The other challenge facing Riester is keeping its campaign hip. If adults think the ads are cool, kids won't. Thus, teachers are admonished for wearing tee shirts with the campaign's slogan.
Unlike her colleagues, Dominy apparently is so unhip she doesn't wear black or a visible toe ring. She's got bobbed hair and round glasses, jeans and a gray tee. A cat she had as a child that hid birds under her bed provided the creative spark for "Pus," the radio spot about the rotting bird.
"It's a cold, dark place in Amy's brain," Robb says, giggling, referring to the inspiration for the ad. "She never ceases to scare me."
Dominy's colleagues roar at the recollection of their Mary Poppins reading the ad's script for Department of Health Services director Dr. Jack Dillenberg. They say Dillenberg loved it. DHS officials refused to comment.
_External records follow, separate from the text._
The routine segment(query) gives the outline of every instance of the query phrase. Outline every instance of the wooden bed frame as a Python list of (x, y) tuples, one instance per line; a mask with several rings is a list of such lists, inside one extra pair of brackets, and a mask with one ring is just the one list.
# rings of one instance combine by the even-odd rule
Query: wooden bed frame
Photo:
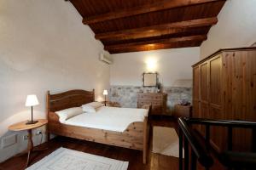
[[(95, 101), (93, 91), (70, 90), (61, 94), (50, 94), (47, 92), (46, 105), (48, 116), (48, 133), (93, 141), (110, 145), (120, 146), (143, 151), (143, 163), (147, 162), (148, 149), (149, 126), (148, 117), (143, 122), (136, 122), (129, 125), (123, 133), (102, 130), (97, 128), (82, 128), (65, 125), (59, 122), (59, 116), (55, 113), (61, 110), (79, 107), (84, 104)], [(143, 106), (151, 110), (150, 105)]]

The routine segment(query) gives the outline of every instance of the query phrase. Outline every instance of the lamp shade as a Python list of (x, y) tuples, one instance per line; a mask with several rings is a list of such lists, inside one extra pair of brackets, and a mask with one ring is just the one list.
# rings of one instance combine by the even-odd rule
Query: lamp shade
[(33, 106), (39, 104), (38, 98), (35, 94), (31, 94), (26, 96), (26, 106)]
[(103, 91), (103, 95), (108, 95), (108, 90)]

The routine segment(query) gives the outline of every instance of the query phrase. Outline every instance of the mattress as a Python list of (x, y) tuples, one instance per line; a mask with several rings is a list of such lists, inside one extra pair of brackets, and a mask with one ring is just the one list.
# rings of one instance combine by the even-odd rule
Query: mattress
[(148, 110), (102, 106), (96, 113), (82, 113), (62, 123), (84, 128), (124, 132), (135, 122), (143, 122)]

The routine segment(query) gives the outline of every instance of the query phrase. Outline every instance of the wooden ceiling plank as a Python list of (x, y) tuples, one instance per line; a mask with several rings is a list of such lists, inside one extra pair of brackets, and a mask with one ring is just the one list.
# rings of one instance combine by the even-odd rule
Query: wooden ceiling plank
[(133, 7), (127, 9), (119, 9), (113, 12), (109, 12), (99, 15), (89, 16), (87, 18), (83, 19), (83, 23), (84, 25), (89, 25), (92, 23), (102, 22), (105, 20), (133, 16), (150, 12), (219, 1), (225, 0), (161, 0), (154, 3), (148, 3), (145, 5)]
[(173, 22), (169, 24), (157, 25), (142, 28), (122, 30), (96, 34), (96, 39), (134, 39), (141, 37), (155, 37), (160, 35), (175, 34), (189, 31), (189, 28), (207, 26), (215, 25), (218, 22), (217, 17)]
[(160, 40), (150, 40), (150, 41), (131, 42), (131, 43), (108, 45), (108, 46), (105, 46), (104, 49), (108, 51), (108, 50), (119, 49), (119, 48), (127, 48), (132, 47), (136, 48), (140, 45), (154, 46), (157, 44), (170, 44), (170, 43), (175, 44), (181, 42), (199, 42), (207, 39), (207, 35), (197, 35), (197, 36), (189, 36), (189, 37), (172, 37), (172, 38), (160, 39)]
[(138, 45), (136, 47), (127, 47), (124, 48), (112, 49), (109, 50), (110, 54), (119, 54), (119, 53), (129, 53), (129, 52), (138, 52), (138, 51), (149, 51), (157, 49), (166, 49), (166, 48), (188, 48), (188, 47), (198, 47), (201, 44), (202, 41), (198, 42), (187, 42), (181, 43), (169, 43), (169, 44), (155, 44), (150, 45)]

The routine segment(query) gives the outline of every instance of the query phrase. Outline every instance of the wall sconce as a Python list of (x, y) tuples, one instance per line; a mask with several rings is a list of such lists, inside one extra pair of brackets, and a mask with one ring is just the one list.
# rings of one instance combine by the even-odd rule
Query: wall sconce
[(156, 71), (156, 60), (149, 58), (146, 60), (148, 71), (154, 72)]

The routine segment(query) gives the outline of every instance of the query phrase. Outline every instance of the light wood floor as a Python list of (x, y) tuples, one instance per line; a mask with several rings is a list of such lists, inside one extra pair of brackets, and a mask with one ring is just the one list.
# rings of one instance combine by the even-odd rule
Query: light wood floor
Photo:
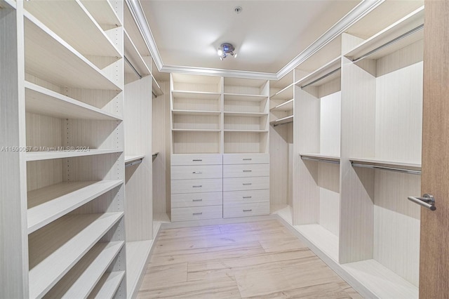
[(360, 298), (276, 220), (163, 230), (139, 298)]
Riester's creative team says it's only been turned down by DHS once, on the basis of grossness. That concerned a poster that offered a list of synonyms for words like "farting" and "vomiting," eventually equating those terms with cigarette smoke and chewing tobacco.
The trend toward gross is a last-ditch effort. The nation's best-known antidrug campaign was a flop; today, the phrase "Just Say No" is equated with the failed war on drugs. The Partnership for a Drug-Free America has come out with some innovative, shocking ads decrying heroin use, but for the most part, antidrug--particularly, antitobacco--advertising has been far less sophisticated than the sales techniques used by the tobacco companies themselves.
For example, Scholastic Magazine and the American Lung Association have released a book called The Berenstain Bear Scouts and the Sinister Smoke Ring, about the dangers of the "Moose Tobacco Company" and its false advertising.
The American Medical Association has a cartoon character called "The Extinguisher," who snatches kids from the jaws of the tobacco industry.